According to Maurizio Scelli the outgoing chief of the Italian Red Cross (a supposedly non-political organization),
“The mediators asked to save the lives of four alleged terrorists, wanted by the Americans, who were wounded in combat. We hid them and brought them to Red Cross doctors who operated on them.”
In order to achieve this laudable aim the terrorists were hidden under blankets and boxes of medicine and smuggled through American check points. Something of an abuse of the Red Cross insignia and privileges, most of us would say.
According to Signor Scelli, Berlusconi’s office knew of the deal, which was kept secret from the Americans and, though not directly involved, authorized it. The government is sort of denying knowing what happened.
The Americans have, sensibly, put a blanket ban on all forms of ransom, which the British, for instance, have kept to. It cannot be a coincidence that after a few cases, no Americans or British have been kidnapped. (The case of the American journalist Steven Vincent in Basra remains open.)
Signor Scelli explained that keeping the negotiations from the Americans had nothing to do with their instructions about ransom but everything with the demands presented by the mediators, the safety of the hostages, and of the Red Cross personnel. Clearly, the kidnappers and the mediators knew whom they should be dealing with.

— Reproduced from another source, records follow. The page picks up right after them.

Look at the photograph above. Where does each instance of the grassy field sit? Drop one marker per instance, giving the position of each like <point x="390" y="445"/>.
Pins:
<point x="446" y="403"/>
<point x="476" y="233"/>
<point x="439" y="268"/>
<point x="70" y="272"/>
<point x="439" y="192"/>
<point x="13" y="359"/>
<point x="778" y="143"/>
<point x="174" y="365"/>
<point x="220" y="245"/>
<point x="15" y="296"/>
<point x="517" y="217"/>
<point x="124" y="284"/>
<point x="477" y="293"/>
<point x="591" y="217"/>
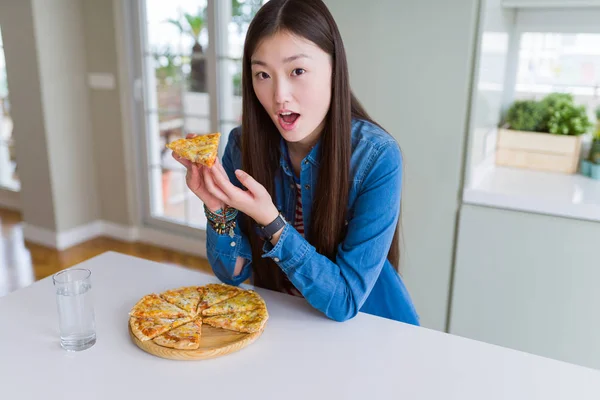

It is very odd, but Signor Scelli seems unable to draw certain conclusions from his behaviour, though Captain’s Quarters, as expected, does:
“How many other Iraqi terrorists have the Italians given safe conduct and transported in secret to avoid our capture? How many Iraqis and Americans have died at the hands of those terrorists that Italian manuevering saved from capture?”
And what does Signor Scelli think he is achieving, apart from the probable murder of many more Iraqis, which cannot, surely, be his aim? Every negotiation of this kind, every cent paid in ransom, every capitulation puts more Italian lives in danger. Those “insurgents” a.k.a. terrorists are not stupid. They know who will pay up.